Oh no, [Myst] has nothing at all to do with the game. It's more of the "Mists of Avalon," which is the fairy tale realm. As far as Oz goes, that's public domain. The things that are not public domain, funny enough, are the ruby slippers. Those we can't have.

Which were never in the book to begin with.

Right. But Oz itself, as well as Dorothy and the whole cast, is public domain.

Are there any characters from these realms that we haven't seen yet that we're going to see soon, either during the current story arc or soon after?

Yes, in fact. I'm coming on as the main writer of Grimm Fairy Tales after 100. I'll be starting 101 and going on. There is a character who we're going to be introducing in 101 -- but his big reveal of who he is won't happen until issue 109 or 110.

I'm an English major, so I'm very fascinated by the older stories -- the old English and the middle English stories; classic Greek plays and such. So I'm going to be trying to ply a lot more of that, and to be introducing characters that you wouldn't know from fairy tales, but you would know from stories that might even be older than those.

Are we going to see more of the Tooth Fairy (introduced in Grimm Fairy Tales #97), because I really felt sorry for her when her story was being told.
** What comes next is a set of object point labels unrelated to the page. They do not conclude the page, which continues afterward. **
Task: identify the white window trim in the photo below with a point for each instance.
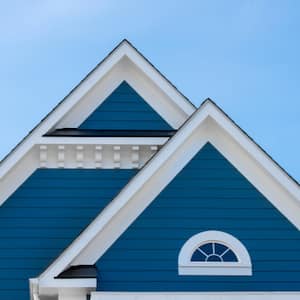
(188, 267)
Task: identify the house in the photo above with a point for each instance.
(127, 191)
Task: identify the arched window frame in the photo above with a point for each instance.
(242, 267)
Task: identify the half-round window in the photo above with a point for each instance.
(214, 253)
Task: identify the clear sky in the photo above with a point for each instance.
(245, 55)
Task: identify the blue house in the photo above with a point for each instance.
(126, 191)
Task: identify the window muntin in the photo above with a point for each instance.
(214, 253)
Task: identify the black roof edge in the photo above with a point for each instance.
(248, 136)
(81, 271)
(74, 132)
(78, 84)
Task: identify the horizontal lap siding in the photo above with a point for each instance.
(208, 194)
(127, 110)
(44, 216)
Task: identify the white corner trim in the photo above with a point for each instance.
(188, 267)
(140, 192)
(123, 51)
(195, 295)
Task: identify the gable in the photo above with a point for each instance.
(208, 194)
(125, 109)
(46, 213)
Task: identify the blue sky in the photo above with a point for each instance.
(242, 54)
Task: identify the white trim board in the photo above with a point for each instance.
(208, 124)
(109, 73)
(195, 296)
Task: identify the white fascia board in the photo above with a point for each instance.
(254, 150)
(195, 295)
(123, 50)
(69, 283)
(103, 140)
(158, 79)
(141, 191)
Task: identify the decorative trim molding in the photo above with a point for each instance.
(209, 124)
(95, 156)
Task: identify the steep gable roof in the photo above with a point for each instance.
(125, 109)
(208, 124)
(123, 63)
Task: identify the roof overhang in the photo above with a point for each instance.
(208, 124)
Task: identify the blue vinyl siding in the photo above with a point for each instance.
(44, 216)
(208, 194)
(125, 109)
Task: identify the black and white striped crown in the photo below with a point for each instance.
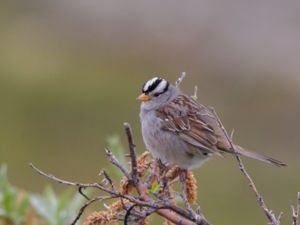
(156, 86)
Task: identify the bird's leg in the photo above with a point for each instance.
(183, 176)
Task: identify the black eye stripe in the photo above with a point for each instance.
(152, 86)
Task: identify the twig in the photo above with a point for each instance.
(271, 217)
(180, 79)
(132, 151)
(117, 163)
(166, 209)
(81, 211)
(295, 211)
(80, 190)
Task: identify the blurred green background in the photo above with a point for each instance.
(70, 72)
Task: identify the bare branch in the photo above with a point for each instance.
(180, 79)
(147, 205)
(82, 209)
(132, 151)
(117, 163)
(271, 217)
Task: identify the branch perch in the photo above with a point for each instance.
(144, 201)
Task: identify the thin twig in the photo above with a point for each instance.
(117, 163)
(80, 190)
(295, 211)
(271, 217)
(132, 151)
(82, 209)
(180, 79)
(166, 209)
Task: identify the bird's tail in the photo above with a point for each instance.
(258, 156)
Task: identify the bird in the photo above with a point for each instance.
(178, 130)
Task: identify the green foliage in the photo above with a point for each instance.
(14, 205)
(48, 208)
(56, 209)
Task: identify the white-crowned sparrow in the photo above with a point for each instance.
(178, 130)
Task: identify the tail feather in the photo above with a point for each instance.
(258, 156)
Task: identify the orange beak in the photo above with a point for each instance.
(143, 97)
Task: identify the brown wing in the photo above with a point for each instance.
(191, 122)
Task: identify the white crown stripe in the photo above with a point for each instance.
(150, 82)
(160, 88)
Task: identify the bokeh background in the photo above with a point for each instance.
(70, 72)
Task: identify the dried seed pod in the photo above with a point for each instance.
(191, 187)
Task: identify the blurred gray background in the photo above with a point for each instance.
(70, 72)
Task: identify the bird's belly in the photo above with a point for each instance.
(170, 149)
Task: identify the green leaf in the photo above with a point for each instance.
(154, 188)
(194, 97)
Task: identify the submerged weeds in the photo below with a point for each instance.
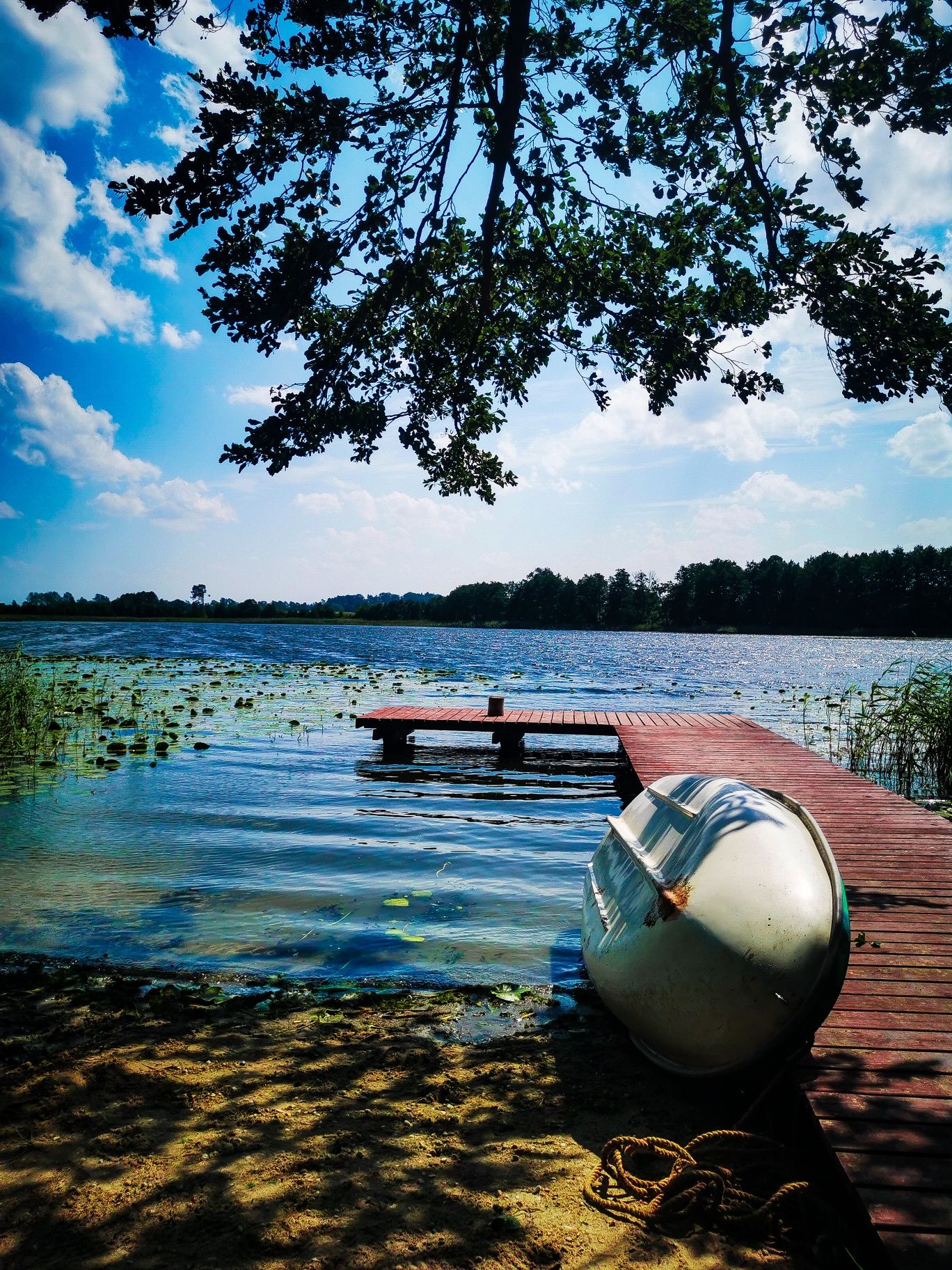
(898, 735)
(24, 709)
Oh sure! I have no plans for her, but I believe she's a character in Joe's "Realm War" series. Joe is writing this series -- it stems out of Grimm 100 -- and it's the continuation of the "Age of Darkness" story. It climaxes in 100, but then "Realm War" is the fallout. Joe's actually working on that right now, and I am under the impression that everything that happened in the issues leading toward 100, including the Tooth Fairy issue, will be part of this, because you saw in #97 that the Dark Queen recruited the Tooth Fairy. And I believe in #96 you see that she is working with more characters in the past. She has this guy Helios, who she now has under her control. So I'm pretty sure that we're going to see these characters as part of her army in "Realm War."